Risks (where to avoid or use extreme caution)
- High‑stakes, accuracy‑critical tasks: Financial reports, legal contracts, compliantputs must be human‑verified.
- Sensitive PII or regulated data: Don’t expose regulated content to any cloud model without contractual, legal, and technical controls in place.
- Boxes that need a single‑click native experience: If you require a lightweight, low‑memory, always‑on companion that isn’t a web wrapper, Copilot’s current consumer app may disappoint.
What to watch next (metrics and signals that matter)
- Connector reliability metrics — are Gmail/Outlook and Drive connectors fixed and robust? Internal pressure from leadership shows Microsoft is prioritizing this; watch for improved SLA‑like statements and fewer user complaints.
- Model transparency and selection — does Microsoft expose model picker options for organizations and users? Broader model choice and clearer documentation will be a win.
- Privacy controls and admin tooling — visible, easy‑to‑use controls for connector consent, model training opt‑outs, and tenant grounding will determine enterprise uptake.

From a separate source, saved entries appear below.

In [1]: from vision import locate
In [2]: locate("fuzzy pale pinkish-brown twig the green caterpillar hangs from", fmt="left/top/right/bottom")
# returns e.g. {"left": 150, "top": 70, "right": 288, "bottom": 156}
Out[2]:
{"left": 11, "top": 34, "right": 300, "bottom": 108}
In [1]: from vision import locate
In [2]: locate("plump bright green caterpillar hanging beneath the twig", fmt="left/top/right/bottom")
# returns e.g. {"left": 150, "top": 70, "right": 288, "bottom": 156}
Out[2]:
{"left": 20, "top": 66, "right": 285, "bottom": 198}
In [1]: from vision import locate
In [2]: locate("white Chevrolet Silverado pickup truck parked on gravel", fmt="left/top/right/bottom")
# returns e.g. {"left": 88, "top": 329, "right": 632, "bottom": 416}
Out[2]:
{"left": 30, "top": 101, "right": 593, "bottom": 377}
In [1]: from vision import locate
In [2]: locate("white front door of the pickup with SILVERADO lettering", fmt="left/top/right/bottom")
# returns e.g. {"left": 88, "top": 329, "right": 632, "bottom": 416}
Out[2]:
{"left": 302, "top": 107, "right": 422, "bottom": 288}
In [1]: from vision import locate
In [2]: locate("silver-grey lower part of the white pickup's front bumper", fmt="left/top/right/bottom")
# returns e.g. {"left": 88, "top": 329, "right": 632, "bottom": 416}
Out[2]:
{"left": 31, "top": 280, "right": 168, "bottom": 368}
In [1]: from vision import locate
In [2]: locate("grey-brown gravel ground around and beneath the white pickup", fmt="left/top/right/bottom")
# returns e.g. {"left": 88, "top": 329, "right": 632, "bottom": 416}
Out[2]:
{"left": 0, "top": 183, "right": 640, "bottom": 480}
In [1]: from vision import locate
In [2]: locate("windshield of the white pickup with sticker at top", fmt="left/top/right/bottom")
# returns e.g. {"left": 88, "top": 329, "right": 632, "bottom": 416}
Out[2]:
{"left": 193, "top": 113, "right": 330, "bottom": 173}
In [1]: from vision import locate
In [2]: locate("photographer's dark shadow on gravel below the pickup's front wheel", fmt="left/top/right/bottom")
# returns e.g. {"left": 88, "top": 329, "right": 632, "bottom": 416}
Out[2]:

- Internal bias toward competitors — if Microsoft’s own engineering teams continue to favor Anthropic models for mission‑critical work, that’s a signal the Copilot product team must address the performance gap or embrace multi‑model plumbing.
Conclusion
Microsoft’s Copilot is simultaneously one of the most ambitious and one of the most polarizing AI products in the consumer and enterprise software landscape. Its promise — a helpful, context‑aware assistant embedded wherever you work — is real and valuable in well‑scoped scenarios. Its problems — accuracy, flaky connectors, confusing packaging, and the gap between “native” marketing and web‑based reality — are also real, and they’ve put the product in a precarious position where users and even Microsoft insiders compare it to past missteps.The good news for Microsoft is that the core levers that can change this outcome are straightforward: improve reliability of connectors; clarify licensing and model behavior; add transparent admin and privacy controls; and lean into the distinctive strengths of tenant grounding and developer tool integration. If Microsoft executes on those fronts and keeps the product honest about its limits, Copilot can be a meaningful assistant rather than a default oddity.
If it does not, Copilot risks becoming a widely distributed, widely ignored feature — the very Internet Explorer fate many critics warn about. The company’s internal urgency and model openness — even if it means using rivals’ models — are encouraging signs. But for everyday users and IT teams, the practical advice remains cautious: pilot deliberately, verify outputs, and configure governance before letting Copilot near sensitive workflows.